MCHHS nets $214,000 in savings

BELOIT - Saying they caught the bottom of the market at the most opportune of times, Mitchell County Hospital Health Systems board chairman Curt Frasier said a bond refinancing netted the hospital $214,000 in savings.

The news was announced at the monthly board meeting Monday night. The board unanimously approved two resolutions related to the refinancing, and the bonds will be effective beginning Aug 1.

The board had previously agreed to refinance bonds with the hope of netting at least $190,000 in savings. As Frazier noted, they took action at the right time.

Paula Jones was at the meeting to give her quarterly update on the county hospice. She said the hospice currently has six patients in its care.

They have had 32 admissions since Jan. 1, compared to 37 at this time in 2015 and 26 in 2014. Jones said they have seen comparably short stays, less then seven days, and attributed the fact to a variety of reasons.

Scores for pain satisfaction surveys have been positive, Jones said. On average, the hospice has received a 4.7 out of 5 on the pain management satisfaction scale.

Frasier asked what Jones would like to focus on over the next year. Jones said she would like to see a bereavement program brought back into the community, and is going to try to set up a hospice-ran program.

The Studer patient satisfaction survey results were covered with the board by Darren True. MCHHS met its organizational goal of finishing in the 75 percentile in at least four or more survey categories for the months of April, May and June. Highlights for the month of June included finishing in the 99 percentile for doctor communication and cleanliness of hospital environment.

CEO Jeremy Armstrong discussed the recent state survey the Resident Care Center recently went through.

Armstrong said the surveys were on the whole very complimentary, and highlighted the fact that no deficiencies were found in dietary. Seven deficiencies in total were found on the unit itself, though he pointed out that four of those essentially involved the same minor infraction related to one patient.

The CEO finished by discussing a recent presentation he attended about changes in health care payment models.

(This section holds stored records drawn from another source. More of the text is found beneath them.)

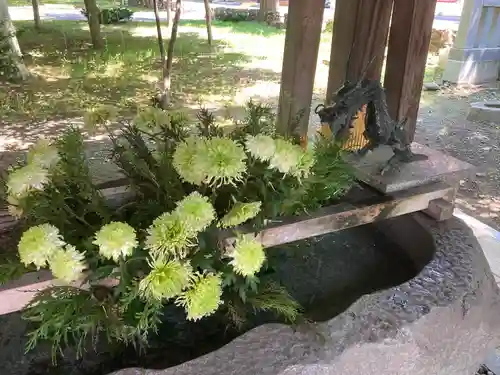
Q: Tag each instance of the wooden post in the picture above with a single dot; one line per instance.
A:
(360, 30)
(300, 57)
(406, 59)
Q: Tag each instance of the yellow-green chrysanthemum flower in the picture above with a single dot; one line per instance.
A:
(38, 244)
(166, 279)
(303, 168)
(152, 118)
(203, 296)
(261, 147)
(196, 212)
(116, 240)
(25, 179)
(43, 154)
(286, 156)
(186, 160)
(99, 115)
(224, 161)
(169, 236)
(67, 264)
(247, 256)
(14, 208)
(240, 213)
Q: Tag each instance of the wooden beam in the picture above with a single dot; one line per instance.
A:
(303, 34)
(345, 215)
(15, 294)
(409, 39)
(359, 38)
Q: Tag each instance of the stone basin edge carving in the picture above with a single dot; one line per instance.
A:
(443, 321)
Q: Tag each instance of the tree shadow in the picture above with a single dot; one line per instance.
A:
(244, 27)
(70, 77)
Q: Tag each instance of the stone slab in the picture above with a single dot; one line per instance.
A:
(407, 176)
(444, 321)
(485, 111)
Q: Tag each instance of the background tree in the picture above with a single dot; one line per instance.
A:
(208, 18)
(267, 6)
(11, 58)
(163, 100)
(94, 23)
(169, 11)
(36, 13)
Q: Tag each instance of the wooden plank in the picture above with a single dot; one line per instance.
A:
(486, 29)
(16, 294)
(300, 58)
(409, 39)
(359, 38)
(343, 216)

The industry, Armstrong said, has largely shifted from the fee for service model that has long been a staple of health care, to the adjusted fee for service model MCHHS currently uses. But as Armstrong said, MCHHS is now getting pushed into alternative payment methods (APMs), which includes bundle payments and total cost shared risk.

CFO Eldon Koepke followed Armstrong with his monthly financial summary.

There were 62 admissions in June, down from 72 in both May and April. There were six births in June. The average acute length of stay was 4.16 days. The average patients per day from the nursing home was 36.50.

The board held a lengthy discussion centered around whether or not to switch to an electric portal for board meetings. The electric portal would eliminate the need for paper information packets to be mailed out to board members and the media the week before the meeting.

While no decision was made, if they were to switch to an electronic portal, the two options presented to them were Board Effects and Director Point. Board Effects would be the more expensive option to go with.

Frasier said he thinks Board Effects makes more sense for the board, and Armstrong pointed out that the program meets Health Insurance Portability and Accountability Act (HIPAA) security requirements. The issue will be brought back at next month’s meeting.

The board agreed to extend a recruitment package for incoming physicians Dr. Mark Banker and Dr. Mariah Crumbaker by $18,000 for

signing bonuses to help them pay a student loan bill due at the end of the month. The physicians will join MCHHS this fall.

MCHHS will join the Kansas Heart & Stroke Collaborative after the board agreed to the decision Monday. The collaborative focuses on wellness from a treatment and recovery standpoint.

Best practices are shared amongst hospitals in the group, and a transition manager will be set up for discharged patients. There is no financial risk or commitment for MCHHS.

The board agreed to purchase a new blood gas analyzer.

Service awards were given to Rita Rowlison for 35 years in Dietary and Jason Carr for 10 years in Plant Operations.

The board will next meet at 5:15 p.m., Monday, Aug. 22.